Before Beutner, the Times had already been trying to adapt to the digital world with a range of initiatives that include YouTube videos and a division called Brand Publishing, which produces content for brands that is intended to resemble editorial content. The paper also revamped its website earlier this year with a format that is more conducive to mobile scrolling.
Since Beutner’s hiring, the Times has also announced it has reached a deal to distribute L.A. Times documentary movies on DirecTV’s Audience Network channel.
The biggest challenge for Beutner – along with the rest of the publishing industry – is well known: replacing lucrative print advertising dollars with digital revenue that flows in nickels and dimes.
The Times and its parent company have been profitable, however the margins are thin. In the second quarter, Tribune Publishing reported net income of $15.2 million, down 31 percent compared with the same period a year earlier. Revenue dropped 4 percent to $430 million. That’s a net margin of 3.5 percent.
What’s more, the newspaper holding company was saddled with $350 million in debt as part of the spin-off. Of that, $275 million was paid out as a dividend to shareholders of Tribune Media Co., which now holds the more profitable TV station assets of the former company.
Given the decline in the publishing business, Beutner said the paper’s investments will come from “redeploying resources,” although he’s hoping to avoid making widespread cuts.
“It’s about redeploying resources to be successful in a digital era,” he said. “Cuts are a draconian way to go about business.”
Although he wouldn’t specify what exactly might be redeployed to where, he left the impression that the digital products would continue to get resources.
Luckily for the Times, many digital innovations, including promoting stories and driving Internet traffic on social media, come at minimal cost.
Still, Tribune Publishing has sought to make cuts where it can. The Times recently asked readers if they would be amenable to a smaller-format paper, which would be cheaper to produce, although Beutner said that idea is no longer on the table.

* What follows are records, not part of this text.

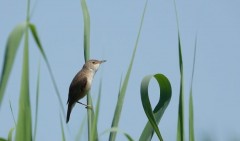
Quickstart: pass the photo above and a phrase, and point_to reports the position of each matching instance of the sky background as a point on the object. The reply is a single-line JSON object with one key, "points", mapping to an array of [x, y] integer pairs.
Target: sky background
{"points": [[114, 29]]}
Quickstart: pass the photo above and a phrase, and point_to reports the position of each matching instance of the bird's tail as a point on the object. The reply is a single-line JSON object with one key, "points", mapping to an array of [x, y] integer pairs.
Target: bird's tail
{"points": [[70, 106]]}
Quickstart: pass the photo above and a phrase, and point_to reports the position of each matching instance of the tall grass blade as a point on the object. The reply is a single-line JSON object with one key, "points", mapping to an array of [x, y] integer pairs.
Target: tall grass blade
{"points": [[95, 120], [62, 128], [86, 46], [12, 45], [24, 123], [154, 116], [37, 101], [81, 129], [37, 40], [10, 134], [180, 131], [191, 113], [180, 127], [12, 113], [115, 129], [86, 19], [122, 93]]}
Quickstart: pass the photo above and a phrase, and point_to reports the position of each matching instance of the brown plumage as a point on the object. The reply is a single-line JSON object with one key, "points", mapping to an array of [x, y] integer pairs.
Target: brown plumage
{"points": [[81, 83]]}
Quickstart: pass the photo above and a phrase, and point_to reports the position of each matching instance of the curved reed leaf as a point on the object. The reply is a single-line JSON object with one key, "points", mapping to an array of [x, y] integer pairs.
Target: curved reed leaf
{"points": [[37, 40], [12, 45], [123, 90], [24, 123], [154, 116]]}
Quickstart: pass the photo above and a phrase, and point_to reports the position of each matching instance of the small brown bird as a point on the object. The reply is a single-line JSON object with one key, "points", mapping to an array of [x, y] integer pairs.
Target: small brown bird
{"points": [[81, 84]]}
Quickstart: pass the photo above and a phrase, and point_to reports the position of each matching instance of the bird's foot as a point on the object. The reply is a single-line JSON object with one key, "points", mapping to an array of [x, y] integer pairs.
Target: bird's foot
{"points": [[86, 106]]}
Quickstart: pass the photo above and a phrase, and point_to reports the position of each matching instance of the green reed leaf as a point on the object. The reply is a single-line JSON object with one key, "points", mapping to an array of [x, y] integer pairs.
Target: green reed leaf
{"points": [[154, 116], [12, 45]]}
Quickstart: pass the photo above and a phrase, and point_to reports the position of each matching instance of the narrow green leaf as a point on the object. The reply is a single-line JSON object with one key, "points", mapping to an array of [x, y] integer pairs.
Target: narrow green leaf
{"points": [[10, 134], [62, 128], [37, 40], [180, 131], [12, 45], [115, 129], [180, 127], [81, 129], [2, 139], [191, 113], [12, 112], [95, 120], [154, 116], [24, 123], [86, 38], [86, 45], [37, 101], [123, 90]]}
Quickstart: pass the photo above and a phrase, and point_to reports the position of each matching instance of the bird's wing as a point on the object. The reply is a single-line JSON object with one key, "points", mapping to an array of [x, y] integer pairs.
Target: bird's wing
{"points": [[76, 87]]}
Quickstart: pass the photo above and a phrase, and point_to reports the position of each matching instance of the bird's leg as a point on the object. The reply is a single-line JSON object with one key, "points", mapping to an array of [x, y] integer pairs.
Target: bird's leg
{"points": [[87, 106]]}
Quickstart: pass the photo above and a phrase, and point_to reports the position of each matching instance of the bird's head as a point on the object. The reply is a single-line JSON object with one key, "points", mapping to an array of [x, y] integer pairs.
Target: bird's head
{"points": [[93, 64]]}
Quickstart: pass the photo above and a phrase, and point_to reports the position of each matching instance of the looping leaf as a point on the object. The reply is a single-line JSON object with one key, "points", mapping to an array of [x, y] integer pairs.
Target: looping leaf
{"points": [[154, 116]]}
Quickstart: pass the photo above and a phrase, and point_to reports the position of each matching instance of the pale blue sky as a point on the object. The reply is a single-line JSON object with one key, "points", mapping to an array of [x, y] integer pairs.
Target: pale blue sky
{"points": [[114, 28]]}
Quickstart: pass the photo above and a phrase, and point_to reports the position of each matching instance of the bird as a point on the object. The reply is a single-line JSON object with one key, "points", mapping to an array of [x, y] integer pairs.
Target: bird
{"points": [[81, 84]]}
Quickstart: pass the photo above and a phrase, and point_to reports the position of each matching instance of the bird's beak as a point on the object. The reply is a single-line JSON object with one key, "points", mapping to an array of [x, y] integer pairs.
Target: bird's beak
{"points": [[103, 61]]}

And last month, a vote to decertify the union representing press workers at the paper’s plant near Olympic Boulevard in downtown Los Angeles, which could have cut labor costs, failed. The members elected to keep the union by a vote of 44-36. Still, the turnout shows just how few employees are left. There are about 100 press room employees now, down from 700 in the Times’ heyday, according to a union official.